Objectives To investigate the near-wall rotating cylindrical wake and hydrodynamic characteristics, flow around cylinder at typical gap ratios is investigated.

Methods A numerical simulation of flow around a near-wall rotating cylinder with different gap ratios (G/D = 0.2, 0.8, 1.4) and rotation rates at Reynolds numberRe = 200 was carried out to compare the cylindrical wake and hydrodynamic characteristics at different gap ratios and rotation rates.

Results The results show that: For G/D = 0.2, the cylindrical vortex shedding is significantly suppressed and the lift and drag force on the cylindrical surface remain steady.

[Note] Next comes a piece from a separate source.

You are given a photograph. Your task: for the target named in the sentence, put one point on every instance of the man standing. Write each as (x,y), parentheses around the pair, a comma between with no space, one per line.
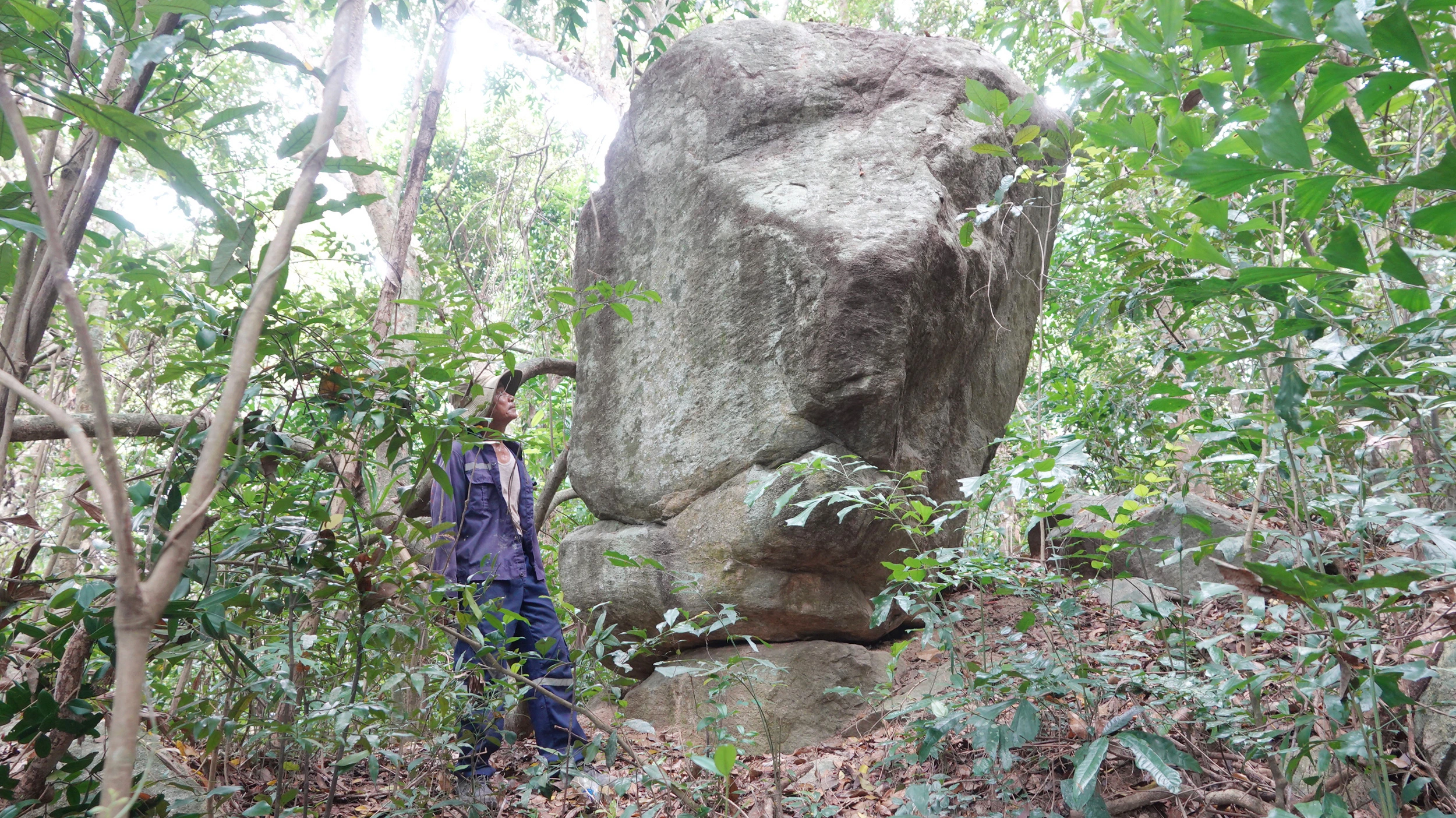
(493,548)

For G/D = 0.8 and G/D = 1.4, at low rotation rates, the "wake vortex" is shed and is similar to the 2S pattern, with sinusoidal periodic fluctuations in the lift and drag coefficients and small amplitude; at higher positive rotation rates, the cylindrical wake pattern is the stable D pattern with no vortex shedding (changing from D⁺ to D⁻ pattern as the rotation rate increases), the "wake vortex layer" is separated from the "wall vortex layer", the "wall vortex" is shed multi-periodically, the lift and drag coefficients are fluctuating multi-periodically and the amplitude is increasing significantly; at higher reverse rotation rates, the cylindrical surface is wrapped by a positive boundary layer, with no vortex shedding and no fluctuations in lift and drag.

Conclusions The results can provide a reference for the development of high efficient flow control technology.